Exercise training after lung surgery improves quality of life

26 Dec 2021
Exercise training after lung surgery improves quality of life

Postoperative exercise training has the potential to increase the quality of life (QoL) of patients undergoing lung surgery, according to the results of a systematic review and meta-analysis.

Researchers searched multiple online databases for studies evaluating whether postoperative exercise training was effective at improving clinical outcomes, such as the QoL, exercise capacity, and respiratory function, in patients receiving pulmonary resection.

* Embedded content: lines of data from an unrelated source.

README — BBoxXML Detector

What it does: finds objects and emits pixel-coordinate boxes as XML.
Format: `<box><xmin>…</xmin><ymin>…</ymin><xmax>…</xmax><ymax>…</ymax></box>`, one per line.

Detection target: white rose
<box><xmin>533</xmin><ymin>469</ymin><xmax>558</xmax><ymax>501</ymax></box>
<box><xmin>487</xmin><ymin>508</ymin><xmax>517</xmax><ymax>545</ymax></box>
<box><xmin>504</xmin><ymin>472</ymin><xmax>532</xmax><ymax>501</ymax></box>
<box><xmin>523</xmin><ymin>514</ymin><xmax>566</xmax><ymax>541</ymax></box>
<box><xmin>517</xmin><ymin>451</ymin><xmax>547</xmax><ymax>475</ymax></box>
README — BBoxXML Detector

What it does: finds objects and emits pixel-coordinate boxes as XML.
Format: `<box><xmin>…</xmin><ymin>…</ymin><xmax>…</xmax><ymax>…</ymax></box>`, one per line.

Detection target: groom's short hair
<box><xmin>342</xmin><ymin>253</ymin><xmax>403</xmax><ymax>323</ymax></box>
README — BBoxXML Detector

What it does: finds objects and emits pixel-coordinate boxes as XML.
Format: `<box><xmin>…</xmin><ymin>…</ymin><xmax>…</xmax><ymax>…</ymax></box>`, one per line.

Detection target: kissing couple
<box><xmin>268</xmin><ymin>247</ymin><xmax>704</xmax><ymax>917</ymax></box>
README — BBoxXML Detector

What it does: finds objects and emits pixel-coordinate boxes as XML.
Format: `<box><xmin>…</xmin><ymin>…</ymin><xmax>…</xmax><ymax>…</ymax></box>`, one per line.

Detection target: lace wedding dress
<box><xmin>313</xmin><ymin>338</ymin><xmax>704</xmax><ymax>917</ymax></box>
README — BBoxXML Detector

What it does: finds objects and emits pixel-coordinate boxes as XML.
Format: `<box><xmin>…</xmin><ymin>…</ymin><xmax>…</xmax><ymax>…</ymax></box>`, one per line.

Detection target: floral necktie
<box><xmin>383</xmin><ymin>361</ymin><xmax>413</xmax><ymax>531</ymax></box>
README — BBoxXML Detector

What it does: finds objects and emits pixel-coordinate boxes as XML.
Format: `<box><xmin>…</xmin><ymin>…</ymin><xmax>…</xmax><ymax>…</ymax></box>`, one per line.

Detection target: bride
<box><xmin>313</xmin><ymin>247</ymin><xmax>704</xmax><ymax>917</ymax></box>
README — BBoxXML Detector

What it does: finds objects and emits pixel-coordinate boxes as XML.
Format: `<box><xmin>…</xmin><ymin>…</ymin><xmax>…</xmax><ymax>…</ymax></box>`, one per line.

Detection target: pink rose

The initial search yielded 55 potentially relevant publications, of which eight randomized controlled trials were included in the meta-analysis. The total study population comprised 691 patients, with the sample size ranging from 15 to 211 across the studies.

The trials were conducted in six different countries, including the United Kingdom, Denmark, Australia, Norway, Spain, and Sweden. The exercise training started at the first day after surgery in most of the included studies, with training time ranging from 5 to 60 minutes per day, performed 1–12 times per week over 4–20 weeks.

Pooled data showed that postoperative exercise training led to a significant increase in postoperative QoL (measured using the 36-Item Short Form Health Survey [SF-36]) as compared with the control group. The weighted mean difference in the SF-36 physical domain score was 5.87 (95 percent confidence interval [CI], 3.96–7.78; p<0.001), while that in the SF-36 mental domain score was 8.15 (95 percent CI, 0.13–16.16; p=0.05).

Results for the eight dimensions of SF-36 were similar to the overall results.

However, postoperative exercise training did not deliver substantial benefits in terms of the secondary outcomes of exercise capacity and respiratory function as compared with the control.

Additional trials with large samples are required to verify the effects of postoperative exercise rehabilitation on clinical outcomes of patients scheduled to receive pulmonary resection.